Voor zover [eiser] nog de stelling heeft willen betrekken dat het naar maatstaven van redelijkheid en billijkheid onaanvaardbaar is dat de regeling van artikel 3 lid 3 Wet verevening pensioenrechten bij scheiding ertoe kan leiden dat twee kleine pensioenen gestapeld (en gezamenlijk de grens van art 66 Pensioenwet passerend) desondanks buiten verevening blijven, wijst de kantonrechter ook die stelling af. De ratio van art 3 lid 3 is immers, zoals ook door [gedaagde] e-mail van 2 december 2003 is vermeld, dat kleine pensioenen veel rompslomp geven. In die ratio maakt het dan niet uit of er een of twee of zelfs drie kleine pensioenen zijn, want elk pensioen geeft op zich in verhouding tot het bedrag een te grote bureaucratische rompslomp.
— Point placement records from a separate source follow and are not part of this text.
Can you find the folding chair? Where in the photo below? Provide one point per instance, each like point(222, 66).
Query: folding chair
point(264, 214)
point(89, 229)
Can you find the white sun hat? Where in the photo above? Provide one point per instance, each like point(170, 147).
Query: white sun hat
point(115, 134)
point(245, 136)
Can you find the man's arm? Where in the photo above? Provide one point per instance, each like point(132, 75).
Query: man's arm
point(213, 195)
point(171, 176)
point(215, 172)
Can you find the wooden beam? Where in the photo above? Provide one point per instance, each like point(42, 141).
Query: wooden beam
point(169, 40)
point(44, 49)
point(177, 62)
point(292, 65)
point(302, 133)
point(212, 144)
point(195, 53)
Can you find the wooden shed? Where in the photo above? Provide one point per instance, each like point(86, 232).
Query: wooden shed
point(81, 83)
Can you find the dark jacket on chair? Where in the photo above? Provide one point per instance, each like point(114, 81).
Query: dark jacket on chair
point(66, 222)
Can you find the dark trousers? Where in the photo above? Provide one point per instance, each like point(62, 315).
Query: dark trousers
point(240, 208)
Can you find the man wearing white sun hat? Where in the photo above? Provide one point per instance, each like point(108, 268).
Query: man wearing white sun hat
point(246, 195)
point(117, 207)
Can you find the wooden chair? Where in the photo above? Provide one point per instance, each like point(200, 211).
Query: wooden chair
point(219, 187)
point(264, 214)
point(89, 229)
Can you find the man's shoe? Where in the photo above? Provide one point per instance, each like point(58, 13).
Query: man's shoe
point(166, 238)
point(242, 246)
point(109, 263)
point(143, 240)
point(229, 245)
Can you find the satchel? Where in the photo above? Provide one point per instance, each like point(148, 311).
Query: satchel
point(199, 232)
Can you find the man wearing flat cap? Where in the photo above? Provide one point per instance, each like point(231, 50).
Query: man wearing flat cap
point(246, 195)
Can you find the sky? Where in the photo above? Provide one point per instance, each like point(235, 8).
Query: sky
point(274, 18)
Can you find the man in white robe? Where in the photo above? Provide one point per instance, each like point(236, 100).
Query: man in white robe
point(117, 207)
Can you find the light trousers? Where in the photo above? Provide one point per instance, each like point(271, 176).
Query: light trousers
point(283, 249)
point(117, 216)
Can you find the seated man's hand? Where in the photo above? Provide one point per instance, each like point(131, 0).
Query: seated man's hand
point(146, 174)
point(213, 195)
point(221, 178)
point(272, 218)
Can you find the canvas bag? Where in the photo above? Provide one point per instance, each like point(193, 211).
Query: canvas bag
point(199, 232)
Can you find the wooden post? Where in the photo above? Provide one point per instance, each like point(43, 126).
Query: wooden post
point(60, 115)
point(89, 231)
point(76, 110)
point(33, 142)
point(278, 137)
En voor de verhouding tussen partijen betekent het dat [eiser] zich eerder had moeten realiseren dat er twee pensioenen waren, zodat hij niet akkoord had moeten gaan, toentertijd, met de standaardregeling.
5.8.
Het gevolg is dat de vordering dient te worden afgewezen. De reconventionele vordering, voor zover deze is ingesteld, is ter gelegenheid van de comparitie van partijen ingetrokken en behoeft derhalve niet te worden behandeld
5.9.
[eiser] dient als de in het ongelijk gestelde partij in de kosten van de procedure te worden veroordeeld. Die kosten zijn de zogenoemde verletkosten, door de kantonrechter begroot op € 50,-. aan de zijde van [gedaagde].